Rules for deducting pay

You can deduct pay from a nonexempt employee's pay for lateness (subject to rules), but docking an exempt employee's pay for absences of less than one day is not permitted.

Federal wage and hour laws don't prevent you from making deductions from a nonexempt employee's pay for tardiness or for failure to punch a time clock (if you have one).

However, if you do adopt this practice, you must:

  • compute the regular rate before the deduction is made
  • count all the time actually worked by the employee when figuring overtime hours
  • ensure that the employee's regular rate meets the minimum wage requirement free and clear of the deduction
  • not make deductions from overtime pay

It's a common practice for employers to "dock" late employees for 15 minutes or 30 minutes when they come in a few minutes late. However, if an employee starts working before that period of 15 or 30 minutes has elapsed, you have to pay the employee for the actual time that he or she worked and cannot "dock" him or her for the full amount of the period.

Example: Jennifer calls in to tell you that she will be 20 minutes late getting to work. According to your policy on tardiness/absenteeism, she will be docked for 30 minutes' time. If Jennifer arrives 20 minutes late and begins working immediately, you have to pay her for the extra ten minutes that she worked.

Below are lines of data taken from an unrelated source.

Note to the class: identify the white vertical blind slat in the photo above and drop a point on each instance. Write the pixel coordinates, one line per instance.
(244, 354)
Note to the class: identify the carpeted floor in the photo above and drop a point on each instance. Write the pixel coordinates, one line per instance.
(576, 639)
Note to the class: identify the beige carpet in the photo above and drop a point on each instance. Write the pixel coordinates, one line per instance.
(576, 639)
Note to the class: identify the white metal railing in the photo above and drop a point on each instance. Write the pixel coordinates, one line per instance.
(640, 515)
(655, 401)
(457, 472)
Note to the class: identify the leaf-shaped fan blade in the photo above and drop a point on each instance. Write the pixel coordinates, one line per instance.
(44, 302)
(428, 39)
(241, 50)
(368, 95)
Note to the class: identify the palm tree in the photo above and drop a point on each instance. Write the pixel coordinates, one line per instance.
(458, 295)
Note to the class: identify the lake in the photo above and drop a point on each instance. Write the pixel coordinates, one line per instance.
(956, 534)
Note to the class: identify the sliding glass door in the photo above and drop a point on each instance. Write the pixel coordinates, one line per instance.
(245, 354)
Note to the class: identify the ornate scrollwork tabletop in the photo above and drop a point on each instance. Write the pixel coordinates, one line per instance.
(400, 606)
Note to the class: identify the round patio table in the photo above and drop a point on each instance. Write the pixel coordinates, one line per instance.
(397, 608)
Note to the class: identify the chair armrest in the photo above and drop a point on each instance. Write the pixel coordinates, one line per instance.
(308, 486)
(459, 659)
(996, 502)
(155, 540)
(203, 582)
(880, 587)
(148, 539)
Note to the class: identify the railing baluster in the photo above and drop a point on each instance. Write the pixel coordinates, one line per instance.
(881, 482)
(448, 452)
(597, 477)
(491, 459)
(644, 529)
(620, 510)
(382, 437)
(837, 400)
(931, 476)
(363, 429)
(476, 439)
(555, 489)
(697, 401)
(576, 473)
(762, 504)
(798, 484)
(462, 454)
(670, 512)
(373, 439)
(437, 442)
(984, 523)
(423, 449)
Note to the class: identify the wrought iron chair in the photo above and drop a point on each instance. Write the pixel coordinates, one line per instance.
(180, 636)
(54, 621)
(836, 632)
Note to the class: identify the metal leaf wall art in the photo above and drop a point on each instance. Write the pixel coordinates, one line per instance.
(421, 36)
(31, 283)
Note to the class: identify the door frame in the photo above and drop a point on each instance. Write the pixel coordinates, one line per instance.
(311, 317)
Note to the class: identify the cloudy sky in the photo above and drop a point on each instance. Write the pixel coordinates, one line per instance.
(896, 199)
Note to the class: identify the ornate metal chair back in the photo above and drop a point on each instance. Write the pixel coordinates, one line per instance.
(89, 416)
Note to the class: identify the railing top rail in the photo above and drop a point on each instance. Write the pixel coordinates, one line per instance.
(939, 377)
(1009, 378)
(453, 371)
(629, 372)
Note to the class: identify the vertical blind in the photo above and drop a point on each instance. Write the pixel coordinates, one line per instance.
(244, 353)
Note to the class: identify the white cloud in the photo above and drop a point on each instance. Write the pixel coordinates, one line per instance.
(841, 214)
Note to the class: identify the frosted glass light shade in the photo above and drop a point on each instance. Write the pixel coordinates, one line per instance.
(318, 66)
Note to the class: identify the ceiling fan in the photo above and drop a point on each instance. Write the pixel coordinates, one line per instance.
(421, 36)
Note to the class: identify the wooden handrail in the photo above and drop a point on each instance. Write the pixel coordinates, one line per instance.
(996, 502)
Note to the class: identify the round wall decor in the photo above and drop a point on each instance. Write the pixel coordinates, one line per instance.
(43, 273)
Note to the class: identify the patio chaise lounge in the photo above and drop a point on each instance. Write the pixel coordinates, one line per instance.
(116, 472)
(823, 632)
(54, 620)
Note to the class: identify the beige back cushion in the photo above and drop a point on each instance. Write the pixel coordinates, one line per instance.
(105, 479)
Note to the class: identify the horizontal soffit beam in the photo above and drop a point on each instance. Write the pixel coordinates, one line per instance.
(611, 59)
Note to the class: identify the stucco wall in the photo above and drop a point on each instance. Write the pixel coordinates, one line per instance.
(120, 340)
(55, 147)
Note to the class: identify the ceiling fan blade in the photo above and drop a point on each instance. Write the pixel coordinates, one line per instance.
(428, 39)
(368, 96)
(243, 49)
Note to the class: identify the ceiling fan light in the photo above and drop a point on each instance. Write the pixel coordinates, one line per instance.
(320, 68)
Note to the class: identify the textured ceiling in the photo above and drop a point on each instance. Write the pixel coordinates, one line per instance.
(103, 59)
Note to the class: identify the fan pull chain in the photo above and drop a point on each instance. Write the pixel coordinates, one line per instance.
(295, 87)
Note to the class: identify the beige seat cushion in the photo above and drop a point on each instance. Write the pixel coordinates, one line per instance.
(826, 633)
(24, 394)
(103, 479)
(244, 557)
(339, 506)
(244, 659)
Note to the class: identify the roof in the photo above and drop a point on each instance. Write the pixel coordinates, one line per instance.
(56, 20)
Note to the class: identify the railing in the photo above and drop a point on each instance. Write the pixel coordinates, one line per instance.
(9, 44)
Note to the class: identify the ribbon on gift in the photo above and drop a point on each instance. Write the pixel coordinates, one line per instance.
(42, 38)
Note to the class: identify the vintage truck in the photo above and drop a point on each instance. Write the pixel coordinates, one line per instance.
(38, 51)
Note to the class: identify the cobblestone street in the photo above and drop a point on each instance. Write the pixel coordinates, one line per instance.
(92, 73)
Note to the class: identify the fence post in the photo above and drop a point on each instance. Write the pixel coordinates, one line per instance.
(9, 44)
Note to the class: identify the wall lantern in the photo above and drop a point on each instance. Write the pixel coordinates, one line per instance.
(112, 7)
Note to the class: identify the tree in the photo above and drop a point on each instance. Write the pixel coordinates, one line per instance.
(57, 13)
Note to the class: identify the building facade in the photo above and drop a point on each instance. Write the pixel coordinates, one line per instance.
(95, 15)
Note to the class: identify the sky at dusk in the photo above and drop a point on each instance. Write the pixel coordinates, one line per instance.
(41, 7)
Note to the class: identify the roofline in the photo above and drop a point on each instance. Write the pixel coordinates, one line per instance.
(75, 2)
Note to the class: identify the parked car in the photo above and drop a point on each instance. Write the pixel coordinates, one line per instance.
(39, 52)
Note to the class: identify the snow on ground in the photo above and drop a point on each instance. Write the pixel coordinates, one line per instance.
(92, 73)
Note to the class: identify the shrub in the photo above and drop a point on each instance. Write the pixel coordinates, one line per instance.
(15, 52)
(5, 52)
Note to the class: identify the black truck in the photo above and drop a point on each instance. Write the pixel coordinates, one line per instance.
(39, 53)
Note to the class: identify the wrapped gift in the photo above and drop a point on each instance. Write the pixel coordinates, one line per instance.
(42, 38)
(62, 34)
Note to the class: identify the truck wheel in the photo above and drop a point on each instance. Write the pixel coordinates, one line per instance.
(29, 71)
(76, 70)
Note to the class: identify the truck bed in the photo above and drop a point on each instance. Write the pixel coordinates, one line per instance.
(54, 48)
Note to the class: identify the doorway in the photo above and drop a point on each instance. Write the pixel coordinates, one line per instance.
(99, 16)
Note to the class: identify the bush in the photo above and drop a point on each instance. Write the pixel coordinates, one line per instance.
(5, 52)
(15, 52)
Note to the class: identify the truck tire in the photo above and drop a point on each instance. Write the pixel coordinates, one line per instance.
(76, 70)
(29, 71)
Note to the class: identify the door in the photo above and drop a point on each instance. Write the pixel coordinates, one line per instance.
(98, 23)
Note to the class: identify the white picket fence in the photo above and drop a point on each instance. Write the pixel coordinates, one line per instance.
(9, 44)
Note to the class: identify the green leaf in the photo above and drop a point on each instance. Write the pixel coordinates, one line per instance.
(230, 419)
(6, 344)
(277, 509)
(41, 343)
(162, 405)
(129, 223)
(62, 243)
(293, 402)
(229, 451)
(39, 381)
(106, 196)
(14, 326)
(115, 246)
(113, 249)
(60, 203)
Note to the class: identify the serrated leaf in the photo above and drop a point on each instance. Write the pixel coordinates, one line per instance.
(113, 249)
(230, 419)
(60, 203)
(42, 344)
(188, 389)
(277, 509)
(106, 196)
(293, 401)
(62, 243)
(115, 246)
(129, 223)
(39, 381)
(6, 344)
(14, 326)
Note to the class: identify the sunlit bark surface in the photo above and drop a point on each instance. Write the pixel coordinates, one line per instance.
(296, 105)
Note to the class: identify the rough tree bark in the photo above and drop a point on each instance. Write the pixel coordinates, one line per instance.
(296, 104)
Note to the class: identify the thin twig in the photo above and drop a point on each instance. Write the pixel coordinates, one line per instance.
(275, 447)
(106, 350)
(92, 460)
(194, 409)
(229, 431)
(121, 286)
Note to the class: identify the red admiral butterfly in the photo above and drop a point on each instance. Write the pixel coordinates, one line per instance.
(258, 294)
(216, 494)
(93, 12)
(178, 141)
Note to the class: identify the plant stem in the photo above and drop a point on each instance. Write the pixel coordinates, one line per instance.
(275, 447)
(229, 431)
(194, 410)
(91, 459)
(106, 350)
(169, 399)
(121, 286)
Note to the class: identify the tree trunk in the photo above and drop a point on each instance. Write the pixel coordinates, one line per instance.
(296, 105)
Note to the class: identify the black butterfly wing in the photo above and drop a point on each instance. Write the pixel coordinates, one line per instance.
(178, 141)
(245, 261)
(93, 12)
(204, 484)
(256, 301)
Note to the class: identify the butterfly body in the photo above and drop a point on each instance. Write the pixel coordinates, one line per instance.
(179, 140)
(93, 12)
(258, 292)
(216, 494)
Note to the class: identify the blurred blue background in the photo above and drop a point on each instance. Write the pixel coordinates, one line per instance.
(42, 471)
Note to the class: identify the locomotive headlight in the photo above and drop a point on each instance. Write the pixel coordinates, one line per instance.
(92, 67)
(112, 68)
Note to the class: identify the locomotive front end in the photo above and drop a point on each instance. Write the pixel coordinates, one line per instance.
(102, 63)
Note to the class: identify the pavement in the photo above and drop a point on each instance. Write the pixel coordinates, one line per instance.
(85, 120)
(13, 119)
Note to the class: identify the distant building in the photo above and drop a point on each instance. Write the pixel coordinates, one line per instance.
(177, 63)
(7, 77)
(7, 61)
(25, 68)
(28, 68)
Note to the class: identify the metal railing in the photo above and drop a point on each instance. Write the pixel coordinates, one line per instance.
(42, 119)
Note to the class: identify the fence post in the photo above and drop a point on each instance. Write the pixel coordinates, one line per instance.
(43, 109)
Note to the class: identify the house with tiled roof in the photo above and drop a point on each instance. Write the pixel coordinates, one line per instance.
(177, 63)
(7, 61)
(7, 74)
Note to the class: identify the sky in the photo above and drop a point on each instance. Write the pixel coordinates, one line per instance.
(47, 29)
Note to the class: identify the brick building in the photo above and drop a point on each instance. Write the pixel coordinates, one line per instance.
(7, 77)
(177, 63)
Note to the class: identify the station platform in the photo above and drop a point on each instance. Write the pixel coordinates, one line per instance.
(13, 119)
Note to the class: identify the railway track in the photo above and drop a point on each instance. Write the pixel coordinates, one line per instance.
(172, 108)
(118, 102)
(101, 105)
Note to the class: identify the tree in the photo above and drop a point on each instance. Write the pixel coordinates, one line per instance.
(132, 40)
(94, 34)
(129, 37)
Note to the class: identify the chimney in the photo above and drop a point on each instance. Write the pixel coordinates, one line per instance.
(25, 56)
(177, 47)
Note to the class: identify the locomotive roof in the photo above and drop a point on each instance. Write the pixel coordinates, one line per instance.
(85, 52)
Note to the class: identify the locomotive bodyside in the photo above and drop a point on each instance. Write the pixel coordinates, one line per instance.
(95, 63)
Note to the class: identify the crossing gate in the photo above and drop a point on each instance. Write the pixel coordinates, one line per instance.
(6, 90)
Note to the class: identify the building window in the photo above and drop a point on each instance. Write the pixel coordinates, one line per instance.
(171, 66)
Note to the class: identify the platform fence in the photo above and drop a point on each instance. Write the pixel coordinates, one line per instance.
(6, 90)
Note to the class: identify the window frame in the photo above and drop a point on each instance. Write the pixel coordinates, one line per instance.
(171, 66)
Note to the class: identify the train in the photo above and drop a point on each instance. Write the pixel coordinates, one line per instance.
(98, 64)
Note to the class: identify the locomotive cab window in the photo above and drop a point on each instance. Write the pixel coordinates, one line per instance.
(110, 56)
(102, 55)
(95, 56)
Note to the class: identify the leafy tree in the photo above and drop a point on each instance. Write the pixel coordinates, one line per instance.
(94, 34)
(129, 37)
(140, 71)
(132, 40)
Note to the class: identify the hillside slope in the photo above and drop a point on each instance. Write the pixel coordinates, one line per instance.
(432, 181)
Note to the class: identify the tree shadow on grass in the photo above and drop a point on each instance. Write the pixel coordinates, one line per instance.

To avoid this kind of confusing scenario, you should make it a policy not to allow the employee to begin working before the docked time period has elapsed. That way, you know how much time the employee has worked, and you won't have to start dealing with paying employees by the minute.

Docking exempt employees' time. By definition, exempt workers are paid by salary, which means that they get the same amount of pay per week regardless of how many hours they work in a week. Deducting pay from an exempt employee for absences of less than one day is illegal. You can, however, "dock" an exempt employee's pay for an absence of a whole day.

If an exempt employee calls in sick and plans on being out for the entire day, you can "dock" his or her pay for the whole day and make up for the loss from a sick or vacation leave plan, if you offer those kinds of benefits.

Loss of exempt status. If you do dock an exempt employee for any reason, other than for a major safety violation, or serious conduct violations, such as sexual harassment or violence in the workplace, that employee loses their exempt status for that pay period, not just that week. If that occurs, then you will have to pay any overtime to that employee that may be due for that pay period. If you make a habit of "docking" exempt employees for absences of less than one day, you risk losing the exemption completely, which could make you liable for back overtime pay over a longer period of time.

If an employer makes an improper deduction from an exempt employee's pay, the employee's exempt status will remain intact if the employer has a clearly communicated policy, including a complaint mechanism, prohibiting improper pay deductions, reimburses the employee for the improper deduction, and makes a good faith commitment to comply with the rules in the future.

How do you prove that you do not make a practice of docking exempt employees for absences of less than one day? The best way is to keep payroll records that show that the employee received the same amount of pay for each pay period. The record should also include notations about the amount of sick time, personal leave, or vacation taken during each payroll period, too.